An API-First Strategy means building APIs that encapsulates the business rules, process and value of a product first, and then building the product experience (user-facing) on top of it
An API-First strategy to design and development of software applications offers numerous benefits, including asynchronous development, reduced development costs, faster time-to-market, lower risk of failure, and better metrics and metering. But an API-first strategy must be well-planned and should factor in key aspects, some of which are briefly described below:
Identify and partition Key Services
We must identify at a broad level how to partition the key services of an end product. Each high-level collection of endpoints should be bundled as part of one business function. For e.g. for an e-commerce product: all item related endpoints such as to get item description, get the price, etc. Each high-level collection should have a stakeholder(s) and the owner(s) who can review the design of the API and also inform about how the interactions must take place from a feature perspective. These in turn will help to define the granularity of the API endpoints.
Define API endpoints
Once the high-level separation of API is defined, we must take each high-level concern and break it into granular endpoints that enable maximum reusability while ensuring that the number of endpoints are not increased beyond a reasonable limit. This has a direct effect on latency and speed of the service responses. If a feature can be done by one call to the API, it should be preferred over multiple calls to the API. This is frequently a trade-off and an optimal balance can be arrived by talking to the product stakeholders and UI/UX team.
Document API definition
Document all API endpoints. Preferably it should be auto-generated. For e.g. Swagger is a great tool that helps keep API definitions in sync with the code. As they say “Code is the Truth”!!!!. API definition document helps potential consumers of the API with how a request must be structured and all the possible return responses. This enables them to develop their application without any friction.
API Style Guide
A comprehensive, cohesive, and consistent style guide ensures service development teams across the organization adhere to the same API status codes, versioning, error handling, required (and optional) headers, etc.

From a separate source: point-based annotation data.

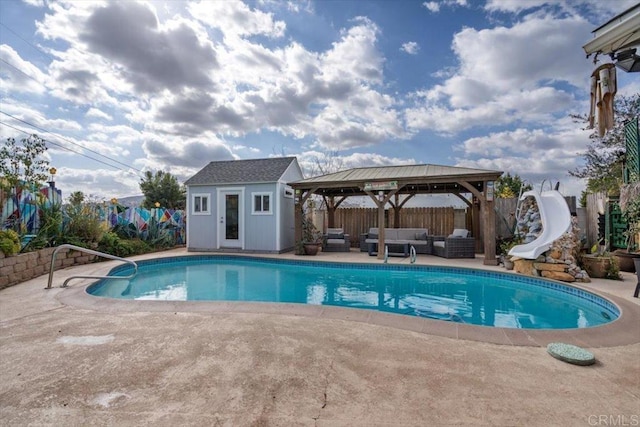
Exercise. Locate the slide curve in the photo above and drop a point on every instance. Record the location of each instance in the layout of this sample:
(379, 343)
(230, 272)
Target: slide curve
(556, 220)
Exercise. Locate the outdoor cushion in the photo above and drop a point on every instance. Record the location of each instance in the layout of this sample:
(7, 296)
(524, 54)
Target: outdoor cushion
(459, 232)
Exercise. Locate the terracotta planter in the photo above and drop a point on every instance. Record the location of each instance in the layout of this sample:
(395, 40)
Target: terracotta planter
(596, 266)
(311, 248)
(626, 260)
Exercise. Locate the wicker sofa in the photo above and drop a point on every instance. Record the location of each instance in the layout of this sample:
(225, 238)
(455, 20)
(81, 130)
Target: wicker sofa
(399, 240)
(334, 240)
(457, 245)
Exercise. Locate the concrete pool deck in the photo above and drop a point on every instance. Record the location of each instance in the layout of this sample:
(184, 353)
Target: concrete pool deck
(68, 358)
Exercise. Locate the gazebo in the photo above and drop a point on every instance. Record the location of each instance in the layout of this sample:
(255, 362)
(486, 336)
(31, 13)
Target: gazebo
(397, 184)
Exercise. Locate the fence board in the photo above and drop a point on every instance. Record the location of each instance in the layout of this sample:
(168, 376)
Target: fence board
(356, 221)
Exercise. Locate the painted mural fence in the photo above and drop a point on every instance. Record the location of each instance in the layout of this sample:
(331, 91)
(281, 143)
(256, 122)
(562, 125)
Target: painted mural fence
(21, 213)
(147, 222)
(20, 208)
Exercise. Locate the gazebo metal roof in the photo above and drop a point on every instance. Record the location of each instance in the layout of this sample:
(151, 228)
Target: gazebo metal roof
(417, 179)
(382, 183)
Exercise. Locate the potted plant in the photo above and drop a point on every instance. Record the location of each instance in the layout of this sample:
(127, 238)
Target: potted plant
(630, 207)
(600, 264)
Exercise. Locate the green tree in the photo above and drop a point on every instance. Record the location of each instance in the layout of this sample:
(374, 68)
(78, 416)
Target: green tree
(508, 186)
(605, 156)
(162, 188)
(24, 163)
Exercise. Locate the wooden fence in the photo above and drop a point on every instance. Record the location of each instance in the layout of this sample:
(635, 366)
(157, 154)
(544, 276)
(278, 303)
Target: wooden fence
(355, 221)
(439, 221)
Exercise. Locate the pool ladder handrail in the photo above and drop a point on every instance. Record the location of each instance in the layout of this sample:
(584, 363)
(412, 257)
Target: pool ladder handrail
(92, 252)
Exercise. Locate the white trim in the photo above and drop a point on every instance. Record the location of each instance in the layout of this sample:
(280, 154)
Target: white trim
(193, 204)
(221, 191)
(261, 194)
(619, 33)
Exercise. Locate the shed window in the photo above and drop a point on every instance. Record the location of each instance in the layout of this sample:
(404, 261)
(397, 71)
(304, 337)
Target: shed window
(201, 204)
(261, 204)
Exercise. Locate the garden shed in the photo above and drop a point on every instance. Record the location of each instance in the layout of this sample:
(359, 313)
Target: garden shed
(242, 206)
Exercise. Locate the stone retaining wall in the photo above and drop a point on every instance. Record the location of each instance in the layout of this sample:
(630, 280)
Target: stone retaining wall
(19, 268)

Any API that is built must be quality controlled through an automated suite of Unit, Regression, and Integration tests. This ensures that one doesn’t inadvertently break previous functionality or introduce new bugs, and also preserves the intent of the features from build to build. This is especially true if there are a lot of clients for the API, with their own special requirements. An automated test suite that runs as a part of your Continuous Development/Continuous Integration (CD/CI) pipeline is a must.
API versioning and backward compatibility policies should be set in place. API change is inevitable, and it is not a good idea to put away the way we are going to handle this to a later date. API versioning hell is a real thing if it is not thought through by version 1.0 of the API.
Create a central, internal repository for developers, a place where all your API-related resources are stored- API specification, documentation, contracts, etc. For e.g. Atlassian’s confluence is a great tool for documentation and information distribution.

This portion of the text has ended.